This chart from the Washington Post suggests that on a national level we are flattening the curve. New daily cases of the Coronavirus are trending down. We have bought ourselves five minutes of air, nothing more. The virus is not going away. It will come back with a vengeance if we do not use our five minutes wisely.
Make no mistake, the impact of the Coronavirus to-date is staggering. More than 80,000 dead and projections are that we will pass 100,000 dead in early June. For those people and their families, the virus is far more than an inconvenience or temporary disruption; it is life altering; it is life taking. The lives we have saved by closing businesses and staying home matter. We must not lose sight of this.

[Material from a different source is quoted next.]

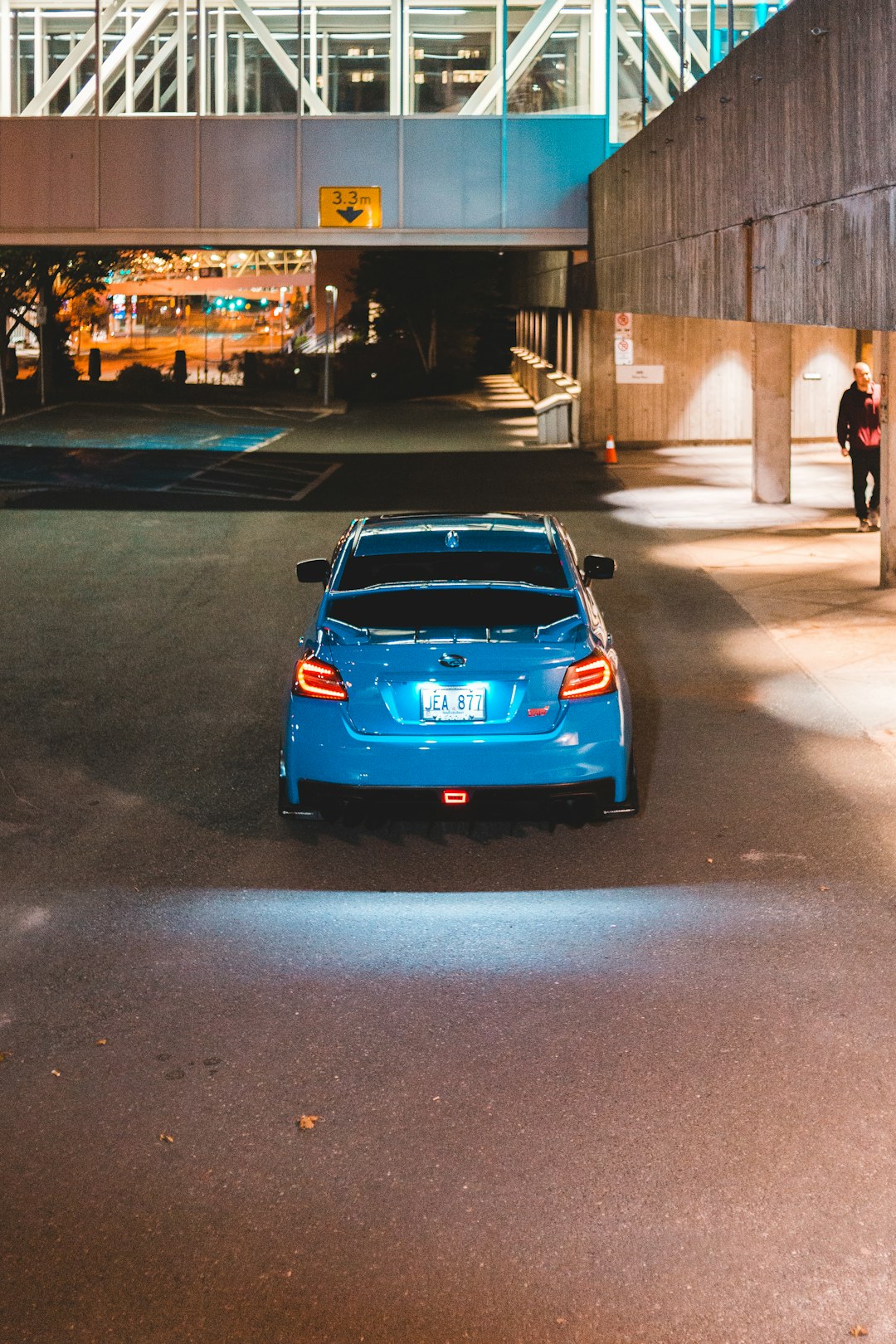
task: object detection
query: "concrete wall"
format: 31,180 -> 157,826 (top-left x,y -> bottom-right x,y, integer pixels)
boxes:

At the same time, millions are out of work and reports are emerging that businesses are closing for good. One estimate suggests that over 100,000 businesses have already closed for good. The pain and loss for these people and these business owners is real, too. And, the depth and severity of these economic impacts are not likely to be understood for months, if not years, to come. There will be hardship and suffering even for those not directly infected by the virus. The urge to start getting back to normal, to reopen our economies, is strong and we owe it to those who are sacrificing economically to find a way to reopen to the greatest extent possible and as soon as possible.
The lessons of this chart are simple. The first part shows that if unchecked, the virus will spread rapidly and it will cause great harm. The second part shows that if we take the right measures, we can slow the virus’s spread and minimize the loss of life. Shutting things down and staying home is working. Unfortunately, until we have a widely distributed vaccine (or perhaps some form of effective anti-viral treatment), our options to slow the virus are limited, but not zero.
Although our current tactics are working, it is not realistic to be shut down indefinitely. So, what we do with the five minutes of air that our shut-downs have bought us matters. Whether we turn those five minutes into hours depends on what our government does to manage the situation. Will they put efforts on developing plans, solutions, and resources to manage the spread of the virus on a sustained basis? Or, will they whipsaw us by pursuing haphazard policies of opening-closing-reopening our economies? I fear it will be the latter, but know that we can do better.
The coronavirus will not just go away. We will not get past this moment with ad hoc responses to outbreaks as they arise. The markets will not solve this problem or eliminate this threat. We do not leave our nation’s defense to the markets nor to local governments. We do not leave homeland security to the markets nor to local law enforcement. Just as we have done for these threats, we must have a national response that includes well developed strategies and initiatives to manage the virus. We must tackle the problem on multiple fronts including finding a vaccine, improving treatments, developing rapid testing and screening, establishing contact tracing, creating solutions to keep critical businesses like food processing operations open, and enabling social distancing while at the same time reopening businesses. We can find ways to make all of these a reality; we can find a new normal, but only if we work together as a nation and if we put our best minds to it.
Unfortunately, there are few signs that our government is not squandering our five minutes of air, which means we all remain at great risk of being the next to sacrifice a loved one, a business, or job to this pandemic. We must demand more from our elected leaders. Failure is not an option.